Instant biographer

I

Im Unterschied zu Pulverkaffee ist die Arbeit einer Nachrufautorin, zumal dann, wenn sie für die letzte Seite des Economist schreibt, für die Nachwelt voller Wunder.

Routinen, mithin also auch die Wechselfälle eines schlecht gewählten Todeszeitpunkts, entscheiden darüber, welcher liebe Tote es ins Blatt schafft. Das entscheidet man montags. Dienstags wird poliert. Ich versuche mir vorzustellen, welcher Reiz für einen Autor wie Rüdiger Safranski darin läge, in zwei Tagen zu schreiben, wofür er sonst Jahre braucht, welche ungeheure Erleichterung darin läge, wie mit einem Federmesser wegzuschneiden, was den klaren letzten Blick auf die verstorbene Person trüben könnte. Nicht 752 Seiten, wie über Goethe, sondern maximal  5.200 Zeichen, nicht Jahre über Jahre, sondern ein Tag, eine Nacht und noch einen halben Tag. Dann kannst Du Dich von diesem Tod erholen und den nächsten auf Dich zukommen lassen.

Aber der Autorin steht jede Option offen, etwa wenn sie den Nachruf auf Englands berühmteste Karpfin anstimmt. Natürlich ist es eine Legende, dass Nachrufe auf mutmaßlich bald Sterbende fertig vorbereitet irgendwo gespeichert darauf warten, nur noch à jour gebracht zu werden. Meistens merkt man das an der öden Routine der Texte, dass ihnen selbst das Leben fehlt, über dessen Verlust sie zu schreiben vorgeben.

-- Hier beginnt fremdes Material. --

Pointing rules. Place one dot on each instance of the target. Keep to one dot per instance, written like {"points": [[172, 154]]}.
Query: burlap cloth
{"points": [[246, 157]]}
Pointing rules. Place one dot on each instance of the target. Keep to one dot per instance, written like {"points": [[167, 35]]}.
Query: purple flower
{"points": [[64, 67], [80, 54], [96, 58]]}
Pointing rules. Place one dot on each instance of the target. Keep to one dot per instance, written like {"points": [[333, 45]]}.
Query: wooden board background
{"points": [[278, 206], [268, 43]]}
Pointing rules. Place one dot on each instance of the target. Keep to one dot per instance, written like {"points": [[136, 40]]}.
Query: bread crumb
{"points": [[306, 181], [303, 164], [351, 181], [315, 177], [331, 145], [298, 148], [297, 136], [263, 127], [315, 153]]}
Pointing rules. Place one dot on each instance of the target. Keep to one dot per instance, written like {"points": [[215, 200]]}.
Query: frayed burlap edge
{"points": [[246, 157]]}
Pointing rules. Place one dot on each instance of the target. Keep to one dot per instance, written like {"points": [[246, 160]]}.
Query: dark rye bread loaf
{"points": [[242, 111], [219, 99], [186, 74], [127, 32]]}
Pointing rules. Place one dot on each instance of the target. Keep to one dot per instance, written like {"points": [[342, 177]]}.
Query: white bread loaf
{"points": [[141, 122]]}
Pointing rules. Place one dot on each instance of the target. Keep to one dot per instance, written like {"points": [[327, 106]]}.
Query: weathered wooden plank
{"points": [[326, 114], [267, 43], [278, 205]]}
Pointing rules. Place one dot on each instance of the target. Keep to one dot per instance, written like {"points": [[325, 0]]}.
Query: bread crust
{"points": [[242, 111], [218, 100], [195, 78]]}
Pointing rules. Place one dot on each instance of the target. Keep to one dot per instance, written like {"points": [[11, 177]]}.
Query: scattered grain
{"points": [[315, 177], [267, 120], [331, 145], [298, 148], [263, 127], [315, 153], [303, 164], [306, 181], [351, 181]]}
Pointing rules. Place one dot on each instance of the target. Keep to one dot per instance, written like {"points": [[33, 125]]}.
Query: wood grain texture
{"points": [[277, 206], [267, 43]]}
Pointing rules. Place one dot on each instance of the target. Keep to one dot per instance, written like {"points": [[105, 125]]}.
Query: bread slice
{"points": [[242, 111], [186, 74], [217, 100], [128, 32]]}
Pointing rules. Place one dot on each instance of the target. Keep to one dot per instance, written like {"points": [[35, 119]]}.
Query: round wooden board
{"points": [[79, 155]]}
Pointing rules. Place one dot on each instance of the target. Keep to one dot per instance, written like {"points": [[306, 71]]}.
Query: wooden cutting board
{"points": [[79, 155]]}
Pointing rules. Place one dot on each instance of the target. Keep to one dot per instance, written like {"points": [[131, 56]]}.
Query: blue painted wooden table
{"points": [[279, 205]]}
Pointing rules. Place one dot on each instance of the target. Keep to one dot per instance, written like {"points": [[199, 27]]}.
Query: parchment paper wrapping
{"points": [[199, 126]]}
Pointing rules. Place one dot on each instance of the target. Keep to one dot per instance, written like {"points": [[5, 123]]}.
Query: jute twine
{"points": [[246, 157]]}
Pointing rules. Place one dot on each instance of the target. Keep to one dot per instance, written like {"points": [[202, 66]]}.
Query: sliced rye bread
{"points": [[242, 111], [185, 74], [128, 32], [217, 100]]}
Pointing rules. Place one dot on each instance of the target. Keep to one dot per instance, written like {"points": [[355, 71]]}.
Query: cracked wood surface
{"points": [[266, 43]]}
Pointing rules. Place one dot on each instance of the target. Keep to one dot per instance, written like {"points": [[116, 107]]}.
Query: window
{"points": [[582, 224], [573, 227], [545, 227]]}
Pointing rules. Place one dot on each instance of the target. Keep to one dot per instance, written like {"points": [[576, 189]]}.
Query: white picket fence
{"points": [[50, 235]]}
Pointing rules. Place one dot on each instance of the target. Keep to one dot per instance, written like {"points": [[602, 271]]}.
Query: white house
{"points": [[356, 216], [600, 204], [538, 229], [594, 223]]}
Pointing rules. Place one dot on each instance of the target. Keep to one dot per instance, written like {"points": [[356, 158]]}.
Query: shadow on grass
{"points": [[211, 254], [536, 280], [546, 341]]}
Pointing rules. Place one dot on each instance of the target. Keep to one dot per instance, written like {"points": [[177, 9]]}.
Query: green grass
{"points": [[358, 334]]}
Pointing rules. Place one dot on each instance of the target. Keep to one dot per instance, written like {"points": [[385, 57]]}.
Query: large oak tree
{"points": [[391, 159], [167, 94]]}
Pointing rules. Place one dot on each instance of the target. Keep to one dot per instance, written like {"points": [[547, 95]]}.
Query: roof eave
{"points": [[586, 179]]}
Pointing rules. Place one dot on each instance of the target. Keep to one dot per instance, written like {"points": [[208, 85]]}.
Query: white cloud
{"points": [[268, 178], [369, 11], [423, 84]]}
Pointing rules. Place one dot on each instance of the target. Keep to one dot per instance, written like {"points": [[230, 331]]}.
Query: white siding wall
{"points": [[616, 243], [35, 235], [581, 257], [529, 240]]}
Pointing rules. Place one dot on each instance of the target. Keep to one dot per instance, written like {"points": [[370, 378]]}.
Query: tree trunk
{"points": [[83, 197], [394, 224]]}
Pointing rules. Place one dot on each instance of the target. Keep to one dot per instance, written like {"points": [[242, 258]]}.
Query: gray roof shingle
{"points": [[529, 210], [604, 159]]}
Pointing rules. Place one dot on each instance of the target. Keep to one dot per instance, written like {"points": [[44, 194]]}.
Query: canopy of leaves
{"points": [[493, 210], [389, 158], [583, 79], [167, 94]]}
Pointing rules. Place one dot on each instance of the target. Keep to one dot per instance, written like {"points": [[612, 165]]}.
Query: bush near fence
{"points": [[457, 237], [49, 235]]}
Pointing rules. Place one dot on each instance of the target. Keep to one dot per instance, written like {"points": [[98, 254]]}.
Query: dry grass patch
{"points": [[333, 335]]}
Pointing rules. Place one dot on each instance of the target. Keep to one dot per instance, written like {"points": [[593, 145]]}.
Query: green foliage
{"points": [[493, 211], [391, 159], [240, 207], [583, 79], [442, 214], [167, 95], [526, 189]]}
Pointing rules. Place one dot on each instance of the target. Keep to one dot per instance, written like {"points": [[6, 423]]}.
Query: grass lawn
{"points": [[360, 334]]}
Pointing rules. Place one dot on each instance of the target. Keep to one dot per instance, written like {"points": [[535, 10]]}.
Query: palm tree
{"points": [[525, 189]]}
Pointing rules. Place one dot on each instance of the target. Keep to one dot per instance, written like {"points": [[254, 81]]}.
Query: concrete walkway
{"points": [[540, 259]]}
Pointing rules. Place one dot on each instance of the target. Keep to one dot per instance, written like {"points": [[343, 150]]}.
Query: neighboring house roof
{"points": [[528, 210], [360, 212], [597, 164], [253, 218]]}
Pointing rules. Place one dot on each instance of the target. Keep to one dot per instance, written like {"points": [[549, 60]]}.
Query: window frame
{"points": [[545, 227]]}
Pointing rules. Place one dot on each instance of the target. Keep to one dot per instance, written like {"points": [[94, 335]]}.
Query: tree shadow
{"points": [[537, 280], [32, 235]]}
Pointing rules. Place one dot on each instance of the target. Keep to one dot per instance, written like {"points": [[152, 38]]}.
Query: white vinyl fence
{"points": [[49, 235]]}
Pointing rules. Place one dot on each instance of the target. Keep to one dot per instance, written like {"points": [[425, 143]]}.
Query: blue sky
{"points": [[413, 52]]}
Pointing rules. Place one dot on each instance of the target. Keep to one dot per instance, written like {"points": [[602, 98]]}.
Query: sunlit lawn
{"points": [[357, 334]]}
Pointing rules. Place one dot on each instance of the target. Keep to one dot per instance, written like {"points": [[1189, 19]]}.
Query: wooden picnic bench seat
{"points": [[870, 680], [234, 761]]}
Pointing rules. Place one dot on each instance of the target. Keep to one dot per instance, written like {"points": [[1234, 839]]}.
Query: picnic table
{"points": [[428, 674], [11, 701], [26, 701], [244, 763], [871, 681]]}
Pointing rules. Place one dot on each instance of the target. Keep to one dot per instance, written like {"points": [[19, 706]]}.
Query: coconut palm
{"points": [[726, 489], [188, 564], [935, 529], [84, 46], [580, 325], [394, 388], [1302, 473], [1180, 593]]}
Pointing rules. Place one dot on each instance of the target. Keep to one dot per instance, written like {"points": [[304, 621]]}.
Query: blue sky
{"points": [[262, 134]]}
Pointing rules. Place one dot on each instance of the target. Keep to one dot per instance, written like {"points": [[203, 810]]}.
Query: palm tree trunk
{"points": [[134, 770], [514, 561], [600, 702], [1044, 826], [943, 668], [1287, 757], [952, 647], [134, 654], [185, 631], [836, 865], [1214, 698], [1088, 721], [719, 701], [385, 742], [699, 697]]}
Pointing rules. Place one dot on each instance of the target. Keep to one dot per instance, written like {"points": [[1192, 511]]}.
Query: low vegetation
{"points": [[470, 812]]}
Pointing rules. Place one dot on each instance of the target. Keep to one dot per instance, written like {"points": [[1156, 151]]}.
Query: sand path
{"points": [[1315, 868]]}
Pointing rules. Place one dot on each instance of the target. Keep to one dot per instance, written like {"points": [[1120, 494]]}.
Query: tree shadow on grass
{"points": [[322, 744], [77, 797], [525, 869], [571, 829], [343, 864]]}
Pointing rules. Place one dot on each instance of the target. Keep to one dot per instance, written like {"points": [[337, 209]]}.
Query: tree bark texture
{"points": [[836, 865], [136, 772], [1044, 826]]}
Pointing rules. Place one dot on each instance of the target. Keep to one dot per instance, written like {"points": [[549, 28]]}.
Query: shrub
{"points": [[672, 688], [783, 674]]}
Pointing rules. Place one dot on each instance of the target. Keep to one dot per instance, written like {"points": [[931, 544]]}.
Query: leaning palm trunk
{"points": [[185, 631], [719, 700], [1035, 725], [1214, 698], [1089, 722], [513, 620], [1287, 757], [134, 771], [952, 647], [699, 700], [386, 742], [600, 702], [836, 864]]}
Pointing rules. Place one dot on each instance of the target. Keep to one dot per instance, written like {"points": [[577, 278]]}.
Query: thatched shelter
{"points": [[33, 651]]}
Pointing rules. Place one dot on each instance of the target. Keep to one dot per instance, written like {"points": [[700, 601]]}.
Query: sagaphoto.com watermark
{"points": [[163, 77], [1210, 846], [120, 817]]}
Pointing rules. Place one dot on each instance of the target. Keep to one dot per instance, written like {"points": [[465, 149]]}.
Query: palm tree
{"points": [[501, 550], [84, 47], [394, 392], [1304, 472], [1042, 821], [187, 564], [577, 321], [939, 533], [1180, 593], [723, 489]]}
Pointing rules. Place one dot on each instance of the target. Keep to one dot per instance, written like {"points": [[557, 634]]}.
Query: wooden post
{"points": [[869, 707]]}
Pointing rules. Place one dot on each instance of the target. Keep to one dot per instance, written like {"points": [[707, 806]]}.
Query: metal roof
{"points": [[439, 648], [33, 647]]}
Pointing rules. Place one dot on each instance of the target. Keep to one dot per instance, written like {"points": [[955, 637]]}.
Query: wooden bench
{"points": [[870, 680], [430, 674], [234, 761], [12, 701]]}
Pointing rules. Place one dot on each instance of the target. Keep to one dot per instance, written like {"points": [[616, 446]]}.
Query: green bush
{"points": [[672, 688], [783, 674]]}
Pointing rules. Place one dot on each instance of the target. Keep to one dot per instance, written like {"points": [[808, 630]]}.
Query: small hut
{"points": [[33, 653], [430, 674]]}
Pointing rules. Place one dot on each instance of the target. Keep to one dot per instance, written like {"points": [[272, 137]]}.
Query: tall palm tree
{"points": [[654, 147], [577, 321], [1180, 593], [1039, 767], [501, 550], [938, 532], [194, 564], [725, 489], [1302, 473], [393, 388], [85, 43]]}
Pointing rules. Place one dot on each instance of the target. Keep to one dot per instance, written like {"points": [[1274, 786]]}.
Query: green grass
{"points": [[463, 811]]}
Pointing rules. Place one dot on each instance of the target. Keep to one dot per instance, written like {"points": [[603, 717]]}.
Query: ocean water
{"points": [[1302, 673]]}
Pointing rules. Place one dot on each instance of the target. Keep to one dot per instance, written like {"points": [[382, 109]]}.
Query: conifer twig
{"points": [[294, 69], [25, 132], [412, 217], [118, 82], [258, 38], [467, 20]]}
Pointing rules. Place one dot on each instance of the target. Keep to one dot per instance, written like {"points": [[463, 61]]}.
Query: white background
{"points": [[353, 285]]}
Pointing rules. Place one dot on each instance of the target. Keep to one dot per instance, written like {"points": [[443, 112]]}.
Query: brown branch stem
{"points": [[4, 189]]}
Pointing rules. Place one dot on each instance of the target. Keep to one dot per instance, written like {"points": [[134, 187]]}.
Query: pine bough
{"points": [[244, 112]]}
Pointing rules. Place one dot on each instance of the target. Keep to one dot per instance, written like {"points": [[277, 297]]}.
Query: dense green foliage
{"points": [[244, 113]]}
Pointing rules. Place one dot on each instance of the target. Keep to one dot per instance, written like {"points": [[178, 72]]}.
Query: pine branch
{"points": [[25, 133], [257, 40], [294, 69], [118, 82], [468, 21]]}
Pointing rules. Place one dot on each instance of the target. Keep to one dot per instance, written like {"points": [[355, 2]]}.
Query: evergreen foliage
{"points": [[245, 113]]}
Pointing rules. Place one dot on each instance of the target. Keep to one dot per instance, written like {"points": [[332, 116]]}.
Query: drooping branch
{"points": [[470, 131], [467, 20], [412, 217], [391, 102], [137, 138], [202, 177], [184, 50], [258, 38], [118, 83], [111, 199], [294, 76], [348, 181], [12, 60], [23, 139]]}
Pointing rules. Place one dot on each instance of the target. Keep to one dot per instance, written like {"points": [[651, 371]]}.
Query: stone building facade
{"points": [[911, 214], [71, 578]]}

Das nil nise bene käme ihr als Maxime nicht in den Sinn, weil der darauf gerichtet ist, etwas Wesentliches in den Blick zu rücken, einen Augenblick der Wahrheit einer Person zu erfassen, wie in ihrem Nachruf auf Aaron Swartz, das Drängende seiner aktivistischen Prosa. Anders als die Pathologen oder Forensiker, die die Leiche aufschneiden, um einen Grund für das Ableben herauszufinden, stellt die Nachrufautorin das Leben der Dahingegangenen vor das Blitzlicht einer Seite ihres Blatts, um etwas Wesentliches zu erfassen.

Darüber kann sie alt und weise werden.

Die Selbstauskunft eines Trauerredners über sein Geschäft bezeugt: Es ist kein leichtes. Aber es tröstet. So wird es auch gerade jetzt einem anderen Autor gehen, der sich auf die Trauerrede vorbereitet, die er am Sonntag halten wird.

Eine gute Hand beim Abschiedsgruß für den Freund!